Wir sind für jegliche Form der Zusammenarbeit mit Deutschland dankbar, die die wirtschaftliche Ebene, aber auch die Gebiete Wissenstransfer und Ausbildung von Fachkräften betrifft. Wir streben an, diese Zusammenarbeit weiter aufrechtzuerhalten.

Es gibt mehrere Unternehmen und Investoren aus Deutschland, die im Irak investieren. Wir freuen uns auf die zweite Phase der Zusammenarbeit mit deutschen Unternehmen, die im Irak insbesondere auf dem Energiesektor investieren wollen. Wir streben an, mit der zweiten Phase der Zusammenarbeit mit Siemens Energy beginnen zu können. Wir brauchen diese Unterstützung von Siemens Energy für die Energieinfrastruktur. Deswegen freuen wir uns sehr auf diese Zusammenarbeit auf den Gebieten der Energieinfrastruktur und der kritischen Infrastruktur, aber auch auf die Zusammenarbeit mit mehreren deutschen Unternehmen.
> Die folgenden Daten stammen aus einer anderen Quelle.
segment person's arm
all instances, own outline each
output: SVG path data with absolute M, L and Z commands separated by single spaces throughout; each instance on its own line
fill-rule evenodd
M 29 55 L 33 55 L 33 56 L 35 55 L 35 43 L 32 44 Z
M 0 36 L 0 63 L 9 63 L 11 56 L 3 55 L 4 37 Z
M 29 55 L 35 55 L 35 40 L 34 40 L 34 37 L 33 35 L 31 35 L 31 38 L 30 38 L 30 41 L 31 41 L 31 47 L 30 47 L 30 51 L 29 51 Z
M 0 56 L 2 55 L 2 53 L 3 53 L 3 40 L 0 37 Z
Darüber hinaus freuen wir uns über die finanzielle Unterstützung in Bezug auf die Förderung der demokratischen Institutionen im Irak und die vorgezogenen Neuwahlen, die wir bereits angekündigt haben. Was die Vorbereitungen auf die Wahlen angeht, ist es uns wichtig, dass diese Wahlen transparent sind.

Noch einmal herzlichen Dank, Frau Bundeskanzlerin, für alles, was Sie für unser Land tun. Ich freue mich auf die künftige Zusammenarbeit. Herzlichen Dank!